The last few years have seen a plethora of reports about the lack of appropriate placements for children in care and the dire outcomes that have followed.
These include children and young being placed far from loved-ones and social networks, or in unsuitable, and sometimes unlawful, accommodation, and enduring multiple placement breakdowns. Those with the most complex needs have often being the worst affected.
These have been accompanied by concerns about councils facing spiralling costs for such placements and some - particularly large - providers making excessive profits by taking advantage of the shortage of provision and authorities' lack of choice.
Regional commissioning plan
To tackle these issues, the Department for Education (DfE) has accepted the Independent Review of Children’s Social Care’s recommendation to regionalise placement commissioning, through the establishment of regional care co-operatives (RCCs).RCCs – of which there would be 20 following implementation – would take over their member councils’ responsibilities for placing children in care, and would be complemented by a national body supporting councils with forecasting demand and the procurement of care from providers.
This function - recommended by the Competition and Markets Authority in its report last year on the children’s social care market - may be folded into RCCs over time, the DfE suggested in its recently published draft strategy for the sector.
Providing greater scale than councils
RCCs are designed to overcome the challenge of individual councils being too small – and having too few children – to be able to meaningfully shape the services providers offer and ensure that they meet need and are value for money.The DfE said that, by operating at much greater scale than councils, RCCs, supported by the national body, would be much better able to forecast need, and commission sufficient placements, in the right places, to meet it.
It would also be much easier to share learning, good practice and information about the cost and quality of providers between 20 RCCs, compared with 152 councils, improving the quality of commissioning.
This would reduce excess profit making and improve outcomes for children by making it more likely that they would be in a placement that meets their needs, said the DfE.
Co-operatives to face Ofsted checks
In time, RCCs would be inspected by Ofsted, to hold them to account for providing sufficient, high-quality placements.As with the rest of their reforms, the DfE is not rushing ahead with implementation, but plans to establish two pathfinder RCCs next year.
But the department is clear that this is the way forward, with the pathfinders designed to shape how RCCs are implemented, not whether.
So what does the evidence say about their prospects?
Mixed history
Councils working together across regions to commission care placements is nothing new. However, several reports have found issues with these approaches.
A 2015 study by Oxford Brookes University for the DfE identified 35 consortia or partnerships involved in commissioning care placements, encompassing the majority of councils. Most operated framework agreements, which defined service specifications and prices for providers who signed up.
The report found that, while consortia had generated savings for member authorities, both commissioners and providers acknowledged there was considerable scope for improvement. Procurement and monitoring activities were seen as particularly “bureaucratic and wasteful”.

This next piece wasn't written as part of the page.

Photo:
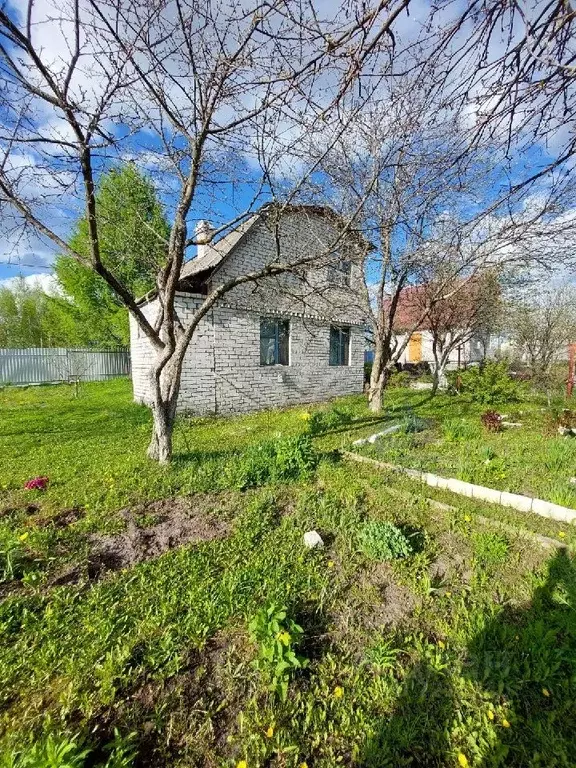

Earlier call to require regional commissioning
A year later, Sir Martin Narey’s independent review of residential care for the DfE found councils could be obtaining “significantly greater savings” through consortia-based commissioning.Foreshadowing the care review's recommendations last year, Narey recommended the department require councils “to come together into large consortia for the purpose of obtaining significant discounts from private and voluntary sector providers”.
On the back of this, the department funded two projects, both in London, through its innovation programme, to test the benefits of regional commissioning.
However, an evaluation of one of these projects found that fewer providers than expected had made bids to join its proposed framework agreement, and those that had had offered prices higher than the market rates. Several providers reported that their preference was to offer placements to councils through unplanned spot purchases, where they could set their own fees.
“The findings highlight a tension between the interests of local authorities in securing in-borough, suitable and more cost effective placements, and the business interests of independent placement providers,” found the overarching evaluation of the second round of innovation programme funding, published in 2020.
Lack of provider sign-up
More recently, a 2022 study by What Works for Children’s Social Care found that, while most councils were part of a regional or sub-regional commissioning framework, several said these did not help them secure local placements or reduce reliance on spot purchasing. As with the innovation programme project, the key issue was lack of provider sign-up.And in its report on social care last year, the CMA found that councils “can struggle to collaborate successfully due to risk aversion, budgetary constraints, differences in governance, and difficulties aligning priorities and sharing costs”. It concluded this was unlikely to change without action by central government.